Open-source hackers are creating an entire ecosystem with Microsoft’s Kinect, ushering in a new era of gesture-controlled inventions.
Hackers have transformed the $150 Xbox add-on into a platform for everything from artificial vision aids and nanosatellites to self-propelled grocery carts. With Microsoft’s help, their efforts may significantly advance medical and entertainment technology, suggesting public innovation can yield big rewards.
Upon release in 2010, Kinect became the fastest ever-selling consumer device, attracting gamers and spectators alike with its low price and high-tech gesture controls.
Hackers, too, gravitated towards the device and found the gaming system impressive. They formed groups like OpenKinect to take full advantage of its 3-D depth sensor, multiarray microphone and advanced video camera.
Microsoft, known for its stringent copyright protection, initially balked at OpenKinect’s efforts, vowing to “work closely with law enforcement to keep Kinect tamper-resistant.”
But after hackers successfully connected the device to PCs, used it to create flying robots and invented “Minority Report“-like swipe controllers, the company realized it no longer completely controlled the platform.

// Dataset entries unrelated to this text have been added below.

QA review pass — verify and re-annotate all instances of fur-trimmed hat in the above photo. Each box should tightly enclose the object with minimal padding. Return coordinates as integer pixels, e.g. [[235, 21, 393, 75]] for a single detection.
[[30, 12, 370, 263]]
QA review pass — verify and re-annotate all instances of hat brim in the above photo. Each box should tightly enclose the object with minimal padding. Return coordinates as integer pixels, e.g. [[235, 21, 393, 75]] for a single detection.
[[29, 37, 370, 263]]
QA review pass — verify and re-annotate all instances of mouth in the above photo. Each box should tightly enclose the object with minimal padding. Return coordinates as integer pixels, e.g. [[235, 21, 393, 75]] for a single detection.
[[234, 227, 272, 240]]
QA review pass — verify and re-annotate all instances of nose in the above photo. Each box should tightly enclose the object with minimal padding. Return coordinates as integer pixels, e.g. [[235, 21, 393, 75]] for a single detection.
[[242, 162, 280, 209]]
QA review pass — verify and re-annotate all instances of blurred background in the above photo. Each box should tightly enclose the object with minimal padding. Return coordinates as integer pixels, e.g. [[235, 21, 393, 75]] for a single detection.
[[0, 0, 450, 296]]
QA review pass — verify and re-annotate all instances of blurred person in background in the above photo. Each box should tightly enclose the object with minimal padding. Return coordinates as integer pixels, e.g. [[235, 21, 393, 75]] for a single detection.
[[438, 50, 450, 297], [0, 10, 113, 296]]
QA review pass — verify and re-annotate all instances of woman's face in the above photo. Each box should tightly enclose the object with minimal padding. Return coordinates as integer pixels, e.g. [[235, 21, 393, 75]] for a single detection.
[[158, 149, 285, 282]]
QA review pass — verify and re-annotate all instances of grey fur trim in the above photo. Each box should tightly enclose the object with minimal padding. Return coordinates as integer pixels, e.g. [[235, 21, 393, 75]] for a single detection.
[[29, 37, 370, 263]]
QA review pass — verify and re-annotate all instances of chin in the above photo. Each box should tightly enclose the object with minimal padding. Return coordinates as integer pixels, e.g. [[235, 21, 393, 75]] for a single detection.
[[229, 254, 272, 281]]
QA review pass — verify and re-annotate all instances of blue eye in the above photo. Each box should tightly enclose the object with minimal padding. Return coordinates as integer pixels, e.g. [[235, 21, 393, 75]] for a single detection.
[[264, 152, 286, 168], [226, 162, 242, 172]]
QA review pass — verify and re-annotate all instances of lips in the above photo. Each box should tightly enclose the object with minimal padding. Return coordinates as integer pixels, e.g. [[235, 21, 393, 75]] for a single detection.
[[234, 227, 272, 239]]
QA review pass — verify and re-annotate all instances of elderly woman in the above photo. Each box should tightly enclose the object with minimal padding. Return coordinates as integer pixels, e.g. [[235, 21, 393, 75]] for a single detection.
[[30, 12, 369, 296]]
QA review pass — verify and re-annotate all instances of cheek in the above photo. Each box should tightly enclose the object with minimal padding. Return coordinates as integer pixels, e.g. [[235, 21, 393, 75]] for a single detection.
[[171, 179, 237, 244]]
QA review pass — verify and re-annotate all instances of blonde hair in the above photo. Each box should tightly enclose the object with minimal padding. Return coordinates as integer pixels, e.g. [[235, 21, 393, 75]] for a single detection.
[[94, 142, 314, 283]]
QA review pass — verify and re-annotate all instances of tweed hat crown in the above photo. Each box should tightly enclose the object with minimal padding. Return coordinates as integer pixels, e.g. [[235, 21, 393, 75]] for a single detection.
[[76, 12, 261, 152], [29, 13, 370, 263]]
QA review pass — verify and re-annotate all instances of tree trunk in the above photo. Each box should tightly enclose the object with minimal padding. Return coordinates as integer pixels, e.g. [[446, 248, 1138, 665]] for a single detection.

Accordingly, the Redmond, Wash.-based company released a non-commercial software developer kit, though some hackers argue Microsoft did so to claim credit for the open source “Kinect Effect.” Microsoft has indeed profited from hackers’ efforts, which inspired the company to sell commercial development licenses for businesses wishing to tweak Kinect.
The result of both Microsoft’s openness and hackers’ ingenuity is a flourishing of inventions and innovations that use gesture control to create features that cover the gamut between practical to wildly imaginative.